I may be an expert on Tel Aviv, but sometimes I like to get out of the city and travel to other parts of Israel. A 45 minute train or bus ride north will get your to one of Israel’s four largest cities: Haifa. Though Haifa isn’t the metropolitan city that Tel Aviv is, there is one phenomenal attraction that Tel Aviv cannot claim: The Bahai Gardens.
The Bahai’s website explains their religion as follows: “The Bahá’í Faith is the youngest of the world’s independent religions. Its founder, Bahá’u’lláh (1817-1892), is regarded by Bahá’ís as the most recent in the line of Messengers of God that stretches back beyond recorded time and that includes Abraham, Moses, Buddha, Krishna, Zoroaster, Christ and Muhammad.”
The central theme of Bahá’u’lláh’s message is that humanity is one single race and that the day has come for its unification in one global society.
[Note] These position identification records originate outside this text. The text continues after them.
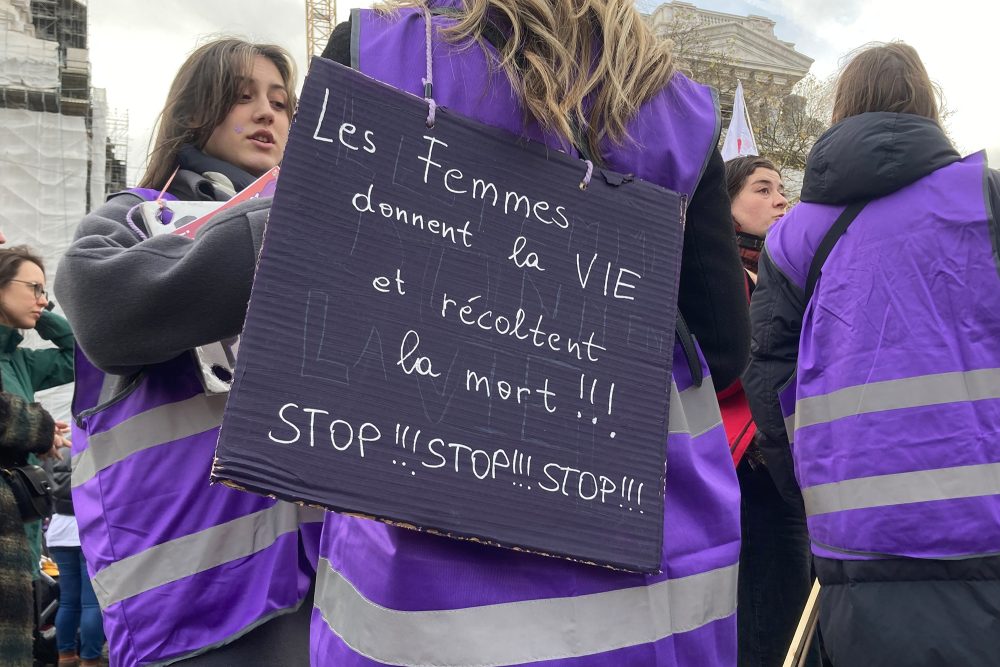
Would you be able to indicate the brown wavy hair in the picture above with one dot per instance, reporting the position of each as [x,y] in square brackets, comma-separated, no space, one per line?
[885,77]
[204,90]
[561,52]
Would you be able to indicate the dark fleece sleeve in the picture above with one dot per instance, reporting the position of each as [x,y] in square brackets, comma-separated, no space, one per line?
[712,293]
[776,318]
[135,302]
[25,428]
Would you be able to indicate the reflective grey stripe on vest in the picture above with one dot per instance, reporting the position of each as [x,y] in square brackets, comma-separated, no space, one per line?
[523,632]
[912,392]
[153,427]
[194,553]
[694,411]
[903,488]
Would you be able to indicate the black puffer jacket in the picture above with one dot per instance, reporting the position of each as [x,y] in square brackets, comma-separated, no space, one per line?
[863,157]
[905,612]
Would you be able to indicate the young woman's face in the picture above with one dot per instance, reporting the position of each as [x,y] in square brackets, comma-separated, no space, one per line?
[253,135]
[20,308]
[760,202]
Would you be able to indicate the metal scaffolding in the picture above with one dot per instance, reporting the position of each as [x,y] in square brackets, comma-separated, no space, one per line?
[321,17]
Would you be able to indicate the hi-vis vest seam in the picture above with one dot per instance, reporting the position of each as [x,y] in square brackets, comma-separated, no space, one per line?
[911,392]
[154,427]
[692,411]
[920,486]
[172,561]
[523,632]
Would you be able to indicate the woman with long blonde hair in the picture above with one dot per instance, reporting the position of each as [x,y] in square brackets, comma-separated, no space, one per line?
[586,77]
[876,321]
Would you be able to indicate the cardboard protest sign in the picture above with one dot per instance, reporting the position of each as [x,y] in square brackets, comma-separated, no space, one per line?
[447,332]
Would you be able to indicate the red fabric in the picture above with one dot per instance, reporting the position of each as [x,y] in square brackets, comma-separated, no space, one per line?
[736,419]
[736,416]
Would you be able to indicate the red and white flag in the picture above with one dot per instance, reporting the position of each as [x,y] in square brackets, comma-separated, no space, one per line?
[739,137]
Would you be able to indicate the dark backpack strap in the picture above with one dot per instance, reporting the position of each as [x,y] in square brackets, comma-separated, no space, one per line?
[686,339]
[830,240]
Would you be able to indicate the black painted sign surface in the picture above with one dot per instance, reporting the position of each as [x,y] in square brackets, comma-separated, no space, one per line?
[446,331]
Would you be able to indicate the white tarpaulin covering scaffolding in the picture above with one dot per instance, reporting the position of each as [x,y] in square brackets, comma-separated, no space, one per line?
[25,62]
[43,196]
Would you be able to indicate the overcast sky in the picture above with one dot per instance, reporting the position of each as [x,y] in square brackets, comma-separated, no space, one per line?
[136,47]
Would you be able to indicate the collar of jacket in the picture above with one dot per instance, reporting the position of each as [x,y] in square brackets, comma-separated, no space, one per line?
[9,339]
[872,155]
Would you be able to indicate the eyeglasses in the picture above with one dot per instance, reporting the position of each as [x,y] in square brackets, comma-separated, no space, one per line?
[37,287]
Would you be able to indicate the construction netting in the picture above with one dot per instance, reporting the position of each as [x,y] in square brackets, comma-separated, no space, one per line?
[43,195]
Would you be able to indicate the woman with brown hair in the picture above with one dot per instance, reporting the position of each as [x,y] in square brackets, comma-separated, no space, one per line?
[586,77]
[184,571]
[27,431]
[875,354]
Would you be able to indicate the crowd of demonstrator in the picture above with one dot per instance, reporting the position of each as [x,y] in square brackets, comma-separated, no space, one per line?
[854,353]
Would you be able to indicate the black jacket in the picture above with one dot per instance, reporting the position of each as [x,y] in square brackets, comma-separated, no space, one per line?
[863,157]
[877,612]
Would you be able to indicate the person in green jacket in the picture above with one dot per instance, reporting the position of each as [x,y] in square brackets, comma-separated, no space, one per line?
[24,371]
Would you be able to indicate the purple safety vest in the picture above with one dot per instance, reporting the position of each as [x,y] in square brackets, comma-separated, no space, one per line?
[894,410]
[387,595]
[179,567]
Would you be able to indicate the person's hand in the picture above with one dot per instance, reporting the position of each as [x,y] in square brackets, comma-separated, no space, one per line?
[60,440]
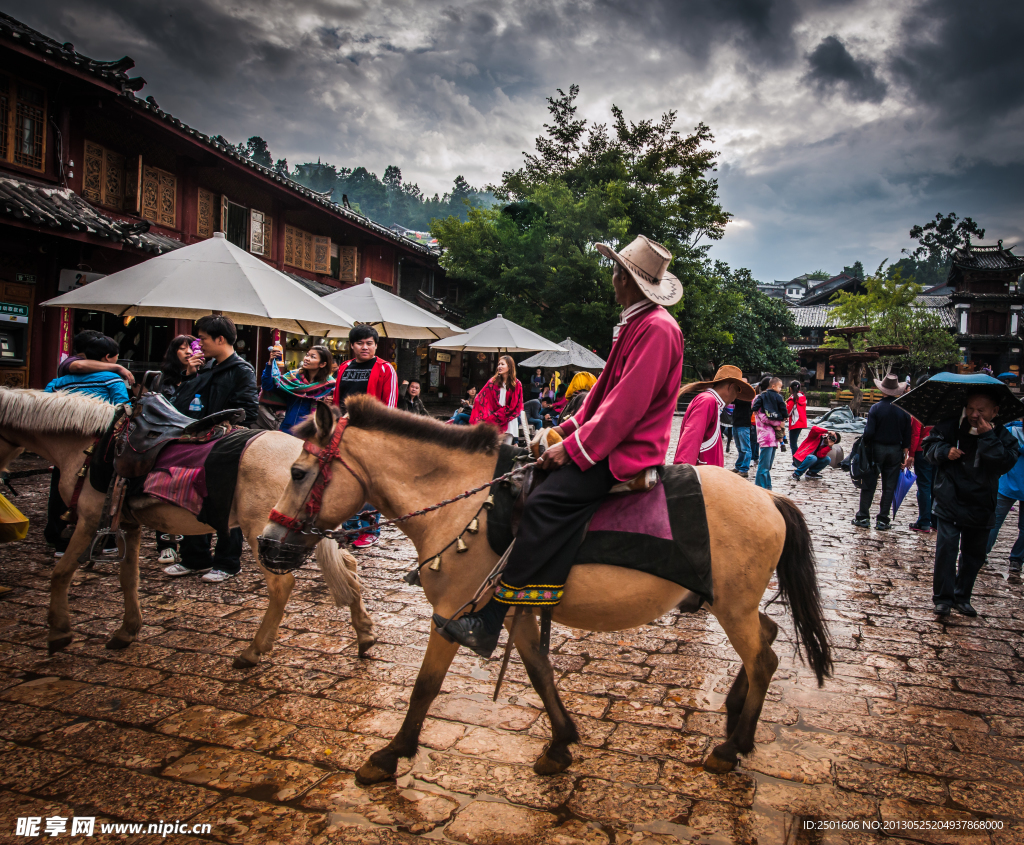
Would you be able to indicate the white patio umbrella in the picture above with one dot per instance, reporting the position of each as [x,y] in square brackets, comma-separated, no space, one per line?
[213,276]
[574,357]
[389,314]
[498,335]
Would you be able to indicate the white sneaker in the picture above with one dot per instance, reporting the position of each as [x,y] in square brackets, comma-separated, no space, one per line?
[177,571]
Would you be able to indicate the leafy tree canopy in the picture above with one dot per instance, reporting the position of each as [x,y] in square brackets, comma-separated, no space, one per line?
[535,262]
[889,306]
[389,201]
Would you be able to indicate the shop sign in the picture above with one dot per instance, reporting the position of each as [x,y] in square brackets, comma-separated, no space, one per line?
[70,280]
[13,312]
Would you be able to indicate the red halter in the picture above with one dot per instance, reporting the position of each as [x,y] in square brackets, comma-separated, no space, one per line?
[325,456]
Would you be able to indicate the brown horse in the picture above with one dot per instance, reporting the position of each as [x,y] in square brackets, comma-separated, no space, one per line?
[60,426]
[401,463]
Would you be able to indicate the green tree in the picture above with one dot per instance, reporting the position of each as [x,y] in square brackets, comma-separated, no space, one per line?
[889,306]
[584,184]
[939,237]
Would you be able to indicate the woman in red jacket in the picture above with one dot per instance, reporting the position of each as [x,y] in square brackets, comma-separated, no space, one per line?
[797,407]
[500,400]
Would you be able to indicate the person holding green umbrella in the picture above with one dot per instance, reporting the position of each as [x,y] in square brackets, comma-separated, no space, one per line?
[971,450]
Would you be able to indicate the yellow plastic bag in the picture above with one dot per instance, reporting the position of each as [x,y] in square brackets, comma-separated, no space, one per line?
[13,523]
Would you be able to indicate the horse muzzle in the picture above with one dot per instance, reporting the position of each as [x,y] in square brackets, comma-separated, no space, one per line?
[282,558]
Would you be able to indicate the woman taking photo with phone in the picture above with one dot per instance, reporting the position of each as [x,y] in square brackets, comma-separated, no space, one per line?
[500,400]
[299,389]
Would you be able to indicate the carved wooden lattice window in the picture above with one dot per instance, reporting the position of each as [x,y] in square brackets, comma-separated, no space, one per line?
[23,121]
[103,181]
[205,214]
[347,257]
[159,196]
[307,251]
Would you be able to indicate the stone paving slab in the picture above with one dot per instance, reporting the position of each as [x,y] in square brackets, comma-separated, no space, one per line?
[924,720]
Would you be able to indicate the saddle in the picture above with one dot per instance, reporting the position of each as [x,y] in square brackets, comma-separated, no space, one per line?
[154,423]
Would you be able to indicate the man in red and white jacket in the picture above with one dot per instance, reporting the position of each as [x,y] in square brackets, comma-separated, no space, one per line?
[812,456]
[366,373]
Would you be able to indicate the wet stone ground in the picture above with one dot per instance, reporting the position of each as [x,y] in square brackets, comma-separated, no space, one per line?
[924,721]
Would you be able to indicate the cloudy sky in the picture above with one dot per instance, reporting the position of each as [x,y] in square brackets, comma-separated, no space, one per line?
[840,123]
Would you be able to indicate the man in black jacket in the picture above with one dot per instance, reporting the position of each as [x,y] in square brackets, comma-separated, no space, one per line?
[225,381]
[888,438]
[970,454]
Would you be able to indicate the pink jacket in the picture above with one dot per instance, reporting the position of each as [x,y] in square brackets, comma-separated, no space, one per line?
[486,409]
[627,416]
[699,425]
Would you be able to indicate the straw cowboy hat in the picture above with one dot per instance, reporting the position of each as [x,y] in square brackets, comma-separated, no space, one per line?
[724,374]
[647,263]
[891,385]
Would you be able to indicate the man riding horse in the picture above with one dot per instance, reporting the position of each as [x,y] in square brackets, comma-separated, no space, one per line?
[622,430]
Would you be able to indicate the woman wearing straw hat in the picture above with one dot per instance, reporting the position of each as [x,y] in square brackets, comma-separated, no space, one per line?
[623,429]
[700,437]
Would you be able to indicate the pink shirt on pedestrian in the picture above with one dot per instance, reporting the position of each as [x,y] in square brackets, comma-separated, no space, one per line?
[627,416]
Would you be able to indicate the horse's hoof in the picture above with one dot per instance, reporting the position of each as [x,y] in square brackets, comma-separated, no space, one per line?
[719,764]
[116,643]
[552,763]
[55,645]
[371,773]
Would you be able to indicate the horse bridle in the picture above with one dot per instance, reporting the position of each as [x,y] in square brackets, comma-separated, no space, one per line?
[281,557]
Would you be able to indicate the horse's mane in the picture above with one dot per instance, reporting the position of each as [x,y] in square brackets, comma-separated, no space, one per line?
[53,413]
[368,413]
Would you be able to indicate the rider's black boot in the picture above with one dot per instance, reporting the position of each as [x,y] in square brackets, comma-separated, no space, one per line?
[478,631]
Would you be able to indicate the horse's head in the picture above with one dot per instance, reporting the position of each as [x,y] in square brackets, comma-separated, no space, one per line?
[324,492]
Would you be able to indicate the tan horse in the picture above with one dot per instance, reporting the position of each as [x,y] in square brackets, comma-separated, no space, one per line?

It is almost a pity to show pictures of the Bahai Gardens, which are kept looking as gorgeous as they do through the donations of Bahai followers worldwide, but as I have described them as phenomenal and best Haifa has to offer, I have to put my proverbial money where my virtual mouth is.
There are 19 terraces within the Bahá’í Gardens, which sit on the northern slope of Mount Carmel. At the center of the gardens is a dome of gold called the Shrine of the Bab, where the Prophet of the Bahai faith rests. The intricate geometry of the place is centered around his resting point. The gardens offer a panoramic view of the city and on clear days, one can see up the coast to Akko, the hills of Galilee and even Rosh Hanikra.
The gardens are open from 9 a.m. until 5 p.m. every day of the week, except for Bahai holy days and Yom Kippur. The inner garden closes at noon, and if you wish to enter the gardens alone you may, but a guided tour is recommended by the Bahai Gardens staff and I wholeheartedly agree. What one can see through the eyes is heightened by the meaning and the story behind the view.
If you take my advice and choose to take a tour through the gardens, they are free and offered every day except for Wednesdays. There is no need to make a reservation, but if you are a group of 25 or more, you should call ahead to make arrangements.
When visiting the Gardens, remember: Wear clothing to cover your shoulders and knees. This is a holy site and visitors must be respectful. The pavement can be slippery so the gardens recommend shoes with good traction. In the summer, sunscreen, a hat and water(like every place in Israel) are absolutely necessary. Other drinks, food and gum are not permitted inside, and neither are animals or weapons. You may take pictures, but not inside the Shrine.